Research
Rutgers undergraduates to showcase wide range of research at fourth annual Aresty Symposium
First-year student Matthew Cortland turns his passion into research
First-year student Matthew Cortland is pulling off perhaps every student’s fantasy. He is leveraging his passion and main hobby, the Madison Scouts Drum & Bugle Corps, into an academic study. All it took was desire, creativity, encouragement from his faculty adviser Jennifer A. Mandelbaum, two grants totaling $5,050, and the purchase on eBay.com of a pocket-sized video camera. Now he is spending this summer doing exactly what he wants: traveling with the elite, competitive drum corps and producing a multimedia study of how two members communicate while riding next to each other on a cross-country tour bus.
This summer will be Cortland’s second with the
Wisconsin-based, 150-member brass and drum corps, in which he is assistant drum
major and the only member from New
Jersey. A student in the School of Arts and Sciences’
(SAS) Honors Program who hails from Marlton, New Jersey, he shared his passion
with Muffin Lord, assistant dean for undergraduate education, who immediately
saw the possibility. “She said, ‘Why don’t you turn your marching into a
research project?’ ” Cortland recalled. “She
sent me to Professor Mandelbaum, who was on board right away.”
“Matt is one of the most enterprising students I’ve ever run into,” said Mandelbaum, who is an associate professor of communication at the School of Communication, Information and Library Studies. “He knew there was something interesting to study here.”
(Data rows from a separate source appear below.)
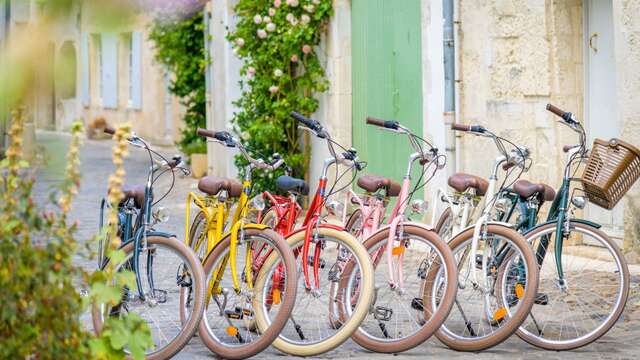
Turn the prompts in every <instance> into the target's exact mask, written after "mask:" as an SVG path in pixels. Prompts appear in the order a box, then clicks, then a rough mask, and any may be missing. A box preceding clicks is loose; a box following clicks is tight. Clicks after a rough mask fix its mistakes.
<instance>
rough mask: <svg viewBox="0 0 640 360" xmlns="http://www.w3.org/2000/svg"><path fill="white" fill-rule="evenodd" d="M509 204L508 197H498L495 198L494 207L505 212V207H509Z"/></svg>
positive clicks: (495, 208) (503, 211)
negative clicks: (507, 197) (501, 197)
mask: <svg viewBox="0 0 640 360" xmlns="http://www.w3.org/2000/svg"><path fill="white" fill-rule="evenodd" d="M509 205H510V201H509V200H508V199H505V198H500V199H498V200H496V203H495V205H494V207H495V209H496V210H498V211H500V212H506V211H507V209H508V208H509Z"/></svg>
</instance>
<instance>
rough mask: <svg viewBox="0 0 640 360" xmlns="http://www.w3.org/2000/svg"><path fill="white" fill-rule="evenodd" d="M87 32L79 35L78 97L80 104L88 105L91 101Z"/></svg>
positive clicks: (84, 105)
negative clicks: (80, 100) (79, 84)
mask: <svg viewBox="0 0 640 360" xmlns="http://www.w3.org/2000/svg"><path fill="white" fill-rule="evenodd" d="M89 61H90V59H89V34H87V33H82V35H81V36H80V63H81V64H82V68H81V69H80V92H81V95H80V97H81V98H82V105H84V106H89V105H90V103H91V78H92V76H91V71H90V70H89Z"/></svg>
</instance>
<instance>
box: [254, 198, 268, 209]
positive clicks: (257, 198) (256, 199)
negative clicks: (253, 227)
mask: <svg viewBox="0 0 640 360" xmlns="http://www.w3.org/2000/svg"><path fill="white" fill-rule="evenodd" d="M265 206H266V205H265V203H264V199H263V198H262V195H257V196H254V197H253V199H251V207H252V208H254V209H256V210H258V211H262V210H264V208H265Z"/></svg>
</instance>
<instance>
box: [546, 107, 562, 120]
mask: <svg viewBox="0 0 640 360" xmlns="http://www.w3.org/2000/svg"><path fill="white" fill-rule="evenodd" d="M547 110H548V111H550V112H552V113H554V114H556V115H557V116H559V117H561V118H563V119H564V114H565V113H566V111H564V110H562V109H560V108H559V107H557V106H555V105H552V104H547Z"/></svg>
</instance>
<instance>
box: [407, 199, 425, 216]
mask: <svg viewBox="0 0 640 360" xmlns="http://www.w3.org/2000/svg"><path fill="white" fill-rule="evenodd" d="M428 208H429V203H428V202H426V201H424V200H421V199H416V200H413V201H412V202H411V212H413V213H414V214H419V215H420V214H424V213H426V212H427V209H428Z"/></svg>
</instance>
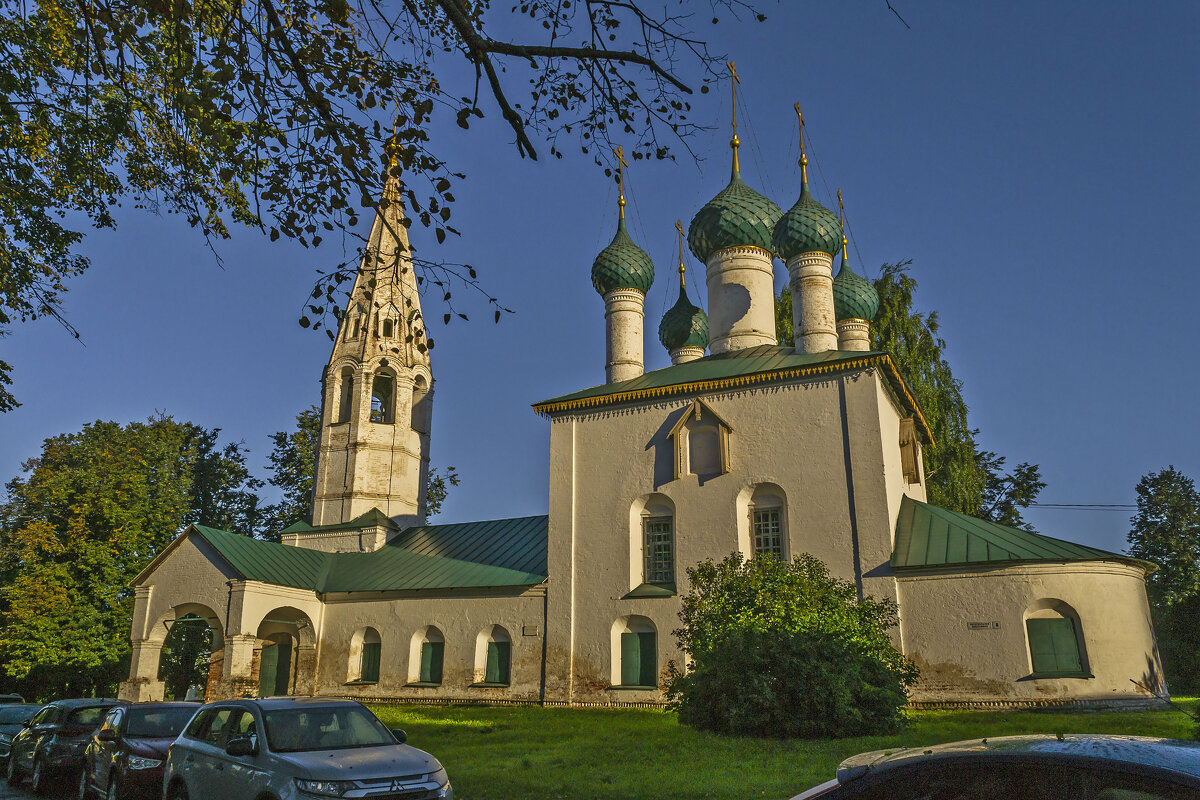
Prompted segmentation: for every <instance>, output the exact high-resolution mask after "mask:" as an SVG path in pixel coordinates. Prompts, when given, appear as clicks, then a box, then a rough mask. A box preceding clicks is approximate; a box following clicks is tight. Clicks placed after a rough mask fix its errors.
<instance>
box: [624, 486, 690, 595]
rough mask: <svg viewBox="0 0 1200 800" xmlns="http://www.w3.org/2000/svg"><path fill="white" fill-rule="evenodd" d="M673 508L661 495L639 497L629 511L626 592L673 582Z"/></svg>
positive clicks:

Cortland received two grants – one from the SAS Honors Program and another from the Aresty Research Center for Undergraduates – worked up a budget, and purchased a refurbished Sanyo digital video camera, which he will mount with Velcro on the back of a bus seat and shoot hundreds of hours of video. He will capture two band members – Ryan, from St. Louis, and Jose, from Miami – as they spend two and a half months as assigned seat partners. Cortland doesn’t know what to expect of the pair, but he thinks they will finish the summer either close friends or, like members of some families, with a distant but unbreakable relationship. Either way, he believes he will end up with a fascinating study of how people communicate as they build and maintain long-term relationships.
Because he is a first-year student, Cortland has not yet chosen a major. Surprisingly, he knows it will not be music, and it may not be communication, but he offered a clue: He is reading textbooks on cultural anthropology to get ready for the summer.